Justice-Seeking: Forgiveness takes strength.
Saying the memory verse together at suppertime will imprint it on the hearts of your children forever.
You must make allowance for each other’s faults and forgive the person who offends you. Remember, the Lord forgave you, so you must forgive others.
Let the peace of Christ rule in your hearts, since as members of one body you were called to peace. And be thankful.
Which is tougher: winning a difficult competition, or forgiving someone who has hurt you? That’s the question posed in this episode. Liz and his friends must overcome some really hard challenges in order to win the game show, “The Champion.” Winning also requires them to vote against each other in order to advance toward the prize. So, it’s not a surprise that hard feelings are a result of participating.
What is it that makes it so hard for us to forgive? Sometimes it’s because we can’t take the blow to our pride that someone’s words (true or untrue) deliver. Sometimes it’s because someone has betrayed our trust, failing us in some way. Sometimes it’s because we think forgiving is letting someone off the hook when we think they should pay for what they’ve done. Sometimes it is a misunderstanding of just what it means to forgive.
Lewis Smedes wrote a book about forgiving (The Art of Forgiving: When You Need to Forgive and Don’t know How). In this book he offers these insights regarding forgiveness:
1. Forgiving takes hard work.
2. Forgiving does not mean forgetting. It means that we allow God to help us move on.
3. Forgiving does not mean that you condone what a person has done.
4. Forgiving does not always mean reconciliation. Forgiving is something that you can do on your own. Reconciliation takes two people.
5. Forgiving sets us free to live life at its fullest, allows God to work in our lives.
God’s command to us to forgive is backed up by his own actions—“While we were still sinners, Christ died for us” (Romans 5:8). God’s remedy for unforgiveness is to command us to remember that we ourselves are forgiven people. We have no claim to superiority over anyone else because we ourselves are sinners saved by grace.

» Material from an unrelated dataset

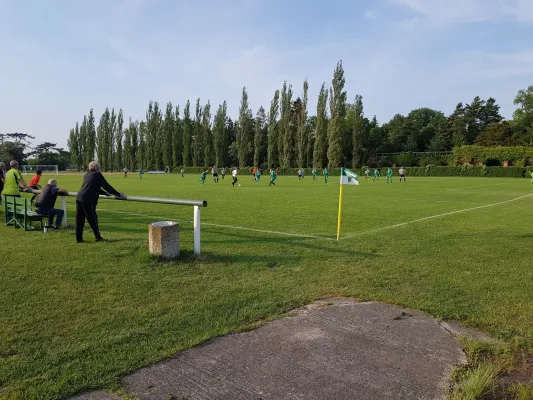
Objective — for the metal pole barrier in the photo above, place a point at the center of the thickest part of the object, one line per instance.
(196, 230)
(64, 205)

Teaching our children to forgive begins at home. Forgiveness should be a part of our everyday interactions with our children and among our children. Teach your children the language of forgiveness—making a request for forgiveness an automatic part of an apology, and extending forgiveness when accepting an apology. “I’m sorry, will you forgive me” is the kind of apology that honors God’s command and blesses others.
JUST THE FACTS
How well did you listen to the story?
Q. Q. What is the game show host’s name?
A. A. Jeff Newt.
Q. Q. Where was the game played?
A. A. In Granny Gecko’s back yard.
Q. Q. Why did Liz get angry with Scooter?
A. A. Because Scooter voted him out of the game.
Q. Q. Who was the first one voted out?
A. A. Lucille.
Q. Q. How did Liz decide to get ahead and win the game?
A. A. By cheating.
Q. Q. Who won?
A. A. Scooter.
This question is meant to help the children develop a biblical understanding of God, who He is and what He does. The "answer" is not meant for parents to read to their children. Rather its purpose is to assist parents in guiding the conversation to this biblical understanding. We encourage you to use an open Bible in this conversation, building biblical literacy and well as a biblical theology.
Q. Why must followers of Jesus forgive?
A. Because God tells us to forgive (Matthew 5:43-48, 6:14-15); because we are forgiven (Colossians 3:13, Ephesians 4:32).